「今日の日替わりは――へぇ、サーモンのバター焼きかぁ……。魚がメニューに並ぶのは珍しいや」
興味を抱いたメニューを注文し、調理が行われる過程を眺めながらしばし待つ。
いまいる場所は、魔法剣士ギルド内にある大食堂。
お腹を空かせた魔法剣士たちが一堂に会し、様々な会話を楽しみながら食事を行う場所なのだが。
「朝早くに食堂に来たかいはあったなぁ……。あんまり人もいないし、のんびり食べられそうだ」
食堂内にいる人影はまばらなもので、空いている席の方がはるかに多い。
それもそのはず、現在時刻はまだ日が明けきっていない早朝。
なぜそんな時間に起きて行動しているのかと言うと、昨夜の恋人岬での出来事が心に残り、眠れなかったという理由がある。
「あったかいご飯を食べて、心が落ち着けば眠くなるかな。今日は作業予定が何にもないとはいえ、眠れないのはしんどいし」
食事をしている魔法剣士たちへと視線を動かしつつ、改めて僕とナナの関係について思考を巡らせる。
僕たちは救い救われた間柄。
強い絆を持ち、いまでは恋い慕う程にお互いを想い合うようになった。
それでもなお、過去の痛みに向き合いきれず、未来を思い描くことができていない。
「乗り越えられたら、必ず想いを伝えるって決めてるんだけどな……」
昨夜の状況から考えるまでもなく、僕たちは乗り越えられていないことがよくわかる。
お互い好意を抱いていることは理解しているのに、想いが一つに溶け合っているのに受け入れられないのだから。
「変われないのかな……。このまま、想いを抱え込みながら生きていくのかな……」
何がきっかけで変われるのかが分からない。
どうすれば、あの日の苦しみを過去にできるのだろうか。
「おはようございます、ソラさん。

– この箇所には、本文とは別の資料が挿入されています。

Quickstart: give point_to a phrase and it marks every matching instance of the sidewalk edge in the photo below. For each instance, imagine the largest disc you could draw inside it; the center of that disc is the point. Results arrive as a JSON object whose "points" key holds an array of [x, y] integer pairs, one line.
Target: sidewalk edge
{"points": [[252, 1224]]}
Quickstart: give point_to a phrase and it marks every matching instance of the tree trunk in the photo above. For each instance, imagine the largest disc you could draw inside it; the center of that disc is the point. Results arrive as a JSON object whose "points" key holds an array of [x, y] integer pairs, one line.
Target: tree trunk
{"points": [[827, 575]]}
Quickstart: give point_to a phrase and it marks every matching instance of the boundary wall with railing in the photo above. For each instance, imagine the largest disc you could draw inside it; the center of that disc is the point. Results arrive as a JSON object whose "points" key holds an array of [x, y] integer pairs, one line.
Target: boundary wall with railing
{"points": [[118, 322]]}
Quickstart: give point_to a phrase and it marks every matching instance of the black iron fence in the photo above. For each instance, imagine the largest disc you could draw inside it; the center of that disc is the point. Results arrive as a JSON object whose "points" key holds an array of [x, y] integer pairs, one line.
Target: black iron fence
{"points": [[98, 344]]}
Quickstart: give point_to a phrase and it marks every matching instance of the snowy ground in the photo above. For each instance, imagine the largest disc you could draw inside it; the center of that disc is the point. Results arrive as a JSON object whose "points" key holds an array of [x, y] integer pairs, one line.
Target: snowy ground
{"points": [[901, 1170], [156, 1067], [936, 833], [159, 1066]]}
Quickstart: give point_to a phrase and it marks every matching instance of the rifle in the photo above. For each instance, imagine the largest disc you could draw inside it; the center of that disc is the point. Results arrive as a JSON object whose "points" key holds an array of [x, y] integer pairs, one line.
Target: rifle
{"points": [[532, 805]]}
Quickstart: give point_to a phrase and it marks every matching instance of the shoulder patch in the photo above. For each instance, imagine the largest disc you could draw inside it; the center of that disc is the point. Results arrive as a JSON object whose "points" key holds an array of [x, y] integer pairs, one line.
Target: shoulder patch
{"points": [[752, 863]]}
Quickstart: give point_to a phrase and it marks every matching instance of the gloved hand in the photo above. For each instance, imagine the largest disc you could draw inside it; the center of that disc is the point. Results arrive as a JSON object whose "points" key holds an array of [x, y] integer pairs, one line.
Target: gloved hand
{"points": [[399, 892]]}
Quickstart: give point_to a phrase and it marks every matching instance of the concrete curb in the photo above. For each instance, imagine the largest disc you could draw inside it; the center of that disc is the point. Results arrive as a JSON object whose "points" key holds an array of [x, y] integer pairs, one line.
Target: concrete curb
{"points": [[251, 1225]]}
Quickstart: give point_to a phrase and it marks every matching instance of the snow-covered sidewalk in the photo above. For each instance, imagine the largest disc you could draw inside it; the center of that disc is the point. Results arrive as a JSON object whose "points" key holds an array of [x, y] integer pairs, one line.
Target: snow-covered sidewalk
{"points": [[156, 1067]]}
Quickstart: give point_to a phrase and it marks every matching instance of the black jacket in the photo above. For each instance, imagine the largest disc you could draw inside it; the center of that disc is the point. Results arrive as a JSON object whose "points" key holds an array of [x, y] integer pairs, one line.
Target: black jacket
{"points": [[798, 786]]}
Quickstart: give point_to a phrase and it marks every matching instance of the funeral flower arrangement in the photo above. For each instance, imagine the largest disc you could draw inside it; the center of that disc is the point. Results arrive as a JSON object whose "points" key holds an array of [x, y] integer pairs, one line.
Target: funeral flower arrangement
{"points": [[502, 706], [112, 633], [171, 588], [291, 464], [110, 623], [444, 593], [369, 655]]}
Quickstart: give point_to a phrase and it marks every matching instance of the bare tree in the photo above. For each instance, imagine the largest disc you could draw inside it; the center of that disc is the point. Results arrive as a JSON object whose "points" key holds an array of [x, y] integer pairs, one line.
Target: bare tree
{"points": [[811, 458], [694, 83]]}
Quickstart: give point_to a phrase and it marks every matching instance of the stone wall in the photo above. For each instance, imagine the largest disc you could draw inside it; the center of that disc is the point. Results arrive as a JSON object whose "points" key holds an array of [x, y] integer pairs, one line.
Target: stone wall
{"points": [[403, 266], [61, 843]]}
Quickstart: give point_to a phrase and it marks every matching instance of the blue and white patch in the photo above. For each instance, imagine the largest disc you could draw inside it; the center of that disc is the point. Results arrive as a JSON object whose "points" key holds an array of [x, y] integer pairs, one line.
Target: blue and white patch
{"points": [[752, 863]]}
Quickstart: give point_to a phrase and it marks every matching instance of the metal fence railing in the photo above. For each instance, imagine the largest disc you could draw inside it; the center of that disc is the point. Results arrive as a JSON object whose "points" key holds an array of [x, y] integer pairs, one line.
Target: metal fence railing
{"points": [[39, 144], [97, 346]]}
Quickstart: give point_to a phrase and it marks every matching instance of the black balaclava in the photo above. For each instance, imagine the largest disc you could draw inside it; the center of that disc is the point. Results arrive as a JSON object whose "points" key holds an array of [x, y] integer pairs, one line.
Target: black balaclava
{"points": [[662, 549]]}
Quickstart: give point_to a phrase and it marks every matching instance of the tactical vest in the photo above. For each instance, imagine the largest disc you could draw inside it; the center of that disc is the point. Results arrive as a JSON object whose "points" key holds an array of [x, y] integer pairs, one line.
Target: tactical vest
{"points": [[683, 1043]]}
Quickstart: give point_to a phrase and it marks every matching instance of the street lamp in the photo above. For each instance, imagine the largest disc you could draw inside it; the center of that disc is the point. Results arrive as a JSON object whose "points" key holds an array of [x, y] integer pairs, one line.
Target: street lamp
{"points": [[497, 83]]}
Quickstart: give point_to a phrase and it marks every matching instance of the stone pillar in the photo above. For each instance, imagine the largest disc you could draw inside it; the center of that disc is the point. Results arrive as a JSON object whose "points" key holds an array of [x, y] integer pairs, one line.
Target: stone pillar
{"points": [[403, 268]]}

考え事ですか?」
「へ? あれ、ナナ? どうしたの、こんな朝早くに」
声に気付き現実に戻ると、いつの間にかナナがそばにいた。
彼女がこんな朝早くに目を覚ますなど珍しい。
「実は昨夜、全く寝付けなくて……。ご飯を食べたら少しは落ち着くかなって、起きてきたんです」
「な~んだ、ナナも同じか。道具屋さんじゃないけど、本当に僕たちは似た者同士なんだね」
小さく笑い合うと、ナナも料理の注文を行った。
彼女が注文したのも僕と同じ料理。
僕たちは、同じ料理を持って同じテーブルに座るのだった。
「いただきまーす。海のお魚を食べるなんて、久しぶりです!」
「ただでさえこの大陸は漁をするのが難しい環境だから、海都でもなかなか出回らないんだよねぇ……。それはそうと、いただきまーす」
食器を操り、料理を丁寧に切り分けていく。
身はとても柔らかく、口に入れただけで溶けていきそうだ。
「ん~、美味しい! こんな美味しいお料理を、ソラさんたちは食べ続けてきたんですね~」
「ふふふ……。任務を終えて帰ってきた魔法剣士たちが、真っ先に飛び込む施設って言われてるくらいだからね。そんじょそこらの料理人には負けないさ」
笑顔を見せながら料理を頬張るナナに習い、大きめに切りわけた料理を口の中に放り込む。
青臭さは全くなく、優しいバターの香りが嗅覚を刺激する。
塩味が少し強めだが、それがむしろ寝起きの体を目覚めさせる源となるのだろう。
「川魚より、海魚の方が食べやすいな。僕たちの処理が下手なだけなのかもしれないけど、どうしても臭みがねぇ……」
「多分、海魚を調理しても同じようなことを言うと思いますよ……。お魚って、焼き加減とか鱗取りとか難しいですし。調理をする前に切れ込みを入れたりするんでしょう?」
料理を食べながら会話を続けている内に、いつの間にか心のつかえが取れていることに気付く。
あんなに悩んでいたというのに、ナナといるだけでこんなにも心安らぐなんて。
「不思議だよね。こんなにも落ち着けるのに、どうして一歩を踏み出せないんだろう」
「家族同然な暮らしをするのは問題ないのに、恋人となると足を止めてしまうんですもんね……。私たちって、何なんでしょうね?」
恋人にはなれないのに、恋人以上の関係を築いている。
このような関係を持つ人は、僕たち以外にもいるのだろうか。
「まあ、これがいまの僕たちってことなんだろうね。んで、この関係を言い表すとしたら、恋人以上、恋人未満なのかぁ……」
「ふふっ、なんですかそれ。意味不明な言葉を作らないでくださいよ」
料理を口に入れながら、柔らかな笑みを浮かべてくれるナナ。
不自然な形であろうとも、これが現在の僕たちにとって最良の形。
言葉で言い表せるような段階は、もう過ぎ去っている。